Starting out early - 8.30am at latest drive north toward San Juan city, I take the 'Olive Route' to get off ruta 40 and bypass the city. This brings you out at a bend in the road and a short drive later to one of the oddest sights in the country - Difunta Correa.
Difunta Correa is a folklore saint with a massive following in the mid- and north west of Argetnina. She was a San Juanina woman who followerd her husband north towards La Rioja Province when he went to fight in the wars of the 1850s.
Walking across the barren and arid landscape, carrying her new baby, she died from heat exhaustion and lack of water in the middle of the desert. A couple of days later, shepherds discovered her body and the baby still feeding at ther breast, alive and well. This was declared a miracle and Difunta, a People's Saint.

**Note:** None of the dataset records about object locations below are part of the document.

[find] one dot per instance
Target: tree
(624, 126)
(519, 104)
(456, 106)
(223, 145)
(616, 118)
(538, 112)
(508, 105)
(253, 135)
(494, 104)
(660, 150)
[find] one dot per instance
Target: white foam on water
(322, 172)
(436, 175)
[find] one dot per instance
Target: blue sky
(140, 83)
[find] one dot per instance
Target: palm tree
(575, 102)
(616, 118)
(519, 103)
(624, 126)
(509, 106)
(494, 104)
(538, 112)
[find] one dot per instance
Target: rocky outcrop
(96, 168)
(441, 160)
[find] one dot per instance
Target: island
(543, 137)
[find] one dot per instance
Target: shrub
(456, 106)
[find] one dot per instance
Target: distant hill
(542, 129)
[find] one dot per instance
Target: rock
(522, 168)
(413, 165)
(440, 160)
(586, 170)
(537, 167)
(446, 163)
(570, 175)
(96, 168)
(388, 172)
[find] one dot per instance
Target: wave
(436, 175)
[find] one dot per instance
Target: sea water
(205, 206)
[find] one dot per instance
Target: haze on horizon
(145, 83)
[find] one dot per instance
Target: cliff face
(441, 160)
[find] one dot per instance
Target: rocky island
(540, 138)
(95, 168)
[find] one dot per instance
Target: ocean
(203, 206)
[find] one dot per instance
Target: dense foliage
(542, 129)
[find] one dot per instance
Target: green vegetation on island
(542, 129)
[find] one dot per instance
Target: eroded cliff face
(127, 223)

Her shrine is stacked with small houses and car number plates - the faithful thanking her for their prosperity. Walking around it reminds of a model village except the pilgrims are crawling on their hands and knees up the hundred and fifty steps as though ascending Mount Sinai.

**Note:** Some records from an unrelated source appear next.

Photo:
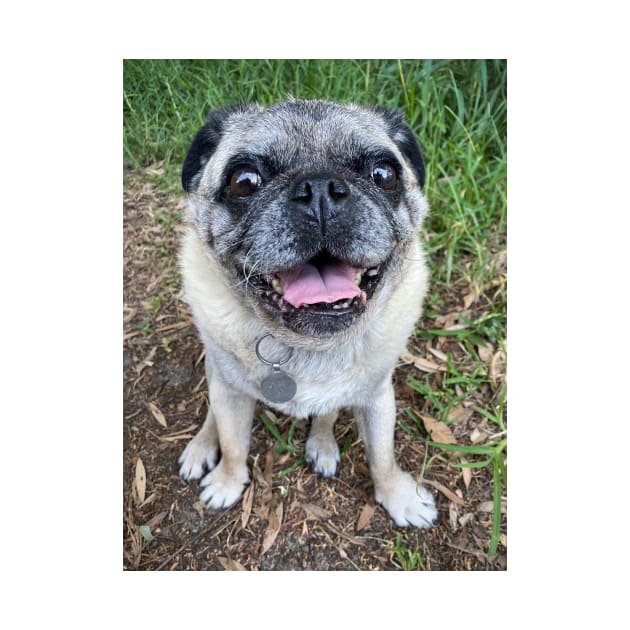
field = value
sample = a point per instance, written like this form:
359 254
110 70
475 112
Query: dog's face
308 206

The place attracts many thousands of people and more in December for her Saint's Day. Plenty of pollo al spiedo for lunch. Piles of plastic bottles at the roadside aren't rubbish but offerings to Difunta.
Continue on to San Augustin de Valle Fertil - a small town with nafta and basic accommodation. There is the option to stay here but the locations are back to front as Ischigualasto is best in the afternoon and Talampaya is best in the morning.
At Ischigualasto (the Valle de la Luna - Moon Valley) the three-hour circuit of the park is done with a ranger and a convoy of cars. There are five stops along the way, each showcasing the various lunar landscapes formed over 220 million years ago - real dinosaur country.
There is a camp site at the side of the park - well worth it on full moon nights when there is a guided tour around the glowing irridescent formations.
Hurry as these rocks are liable to fall any day now. Taking the last tour of the park, darkness will fall on the drive to Villa Union and there is a serious risk of hitting guanaco crossing the highway. All in all about a twelve hour day.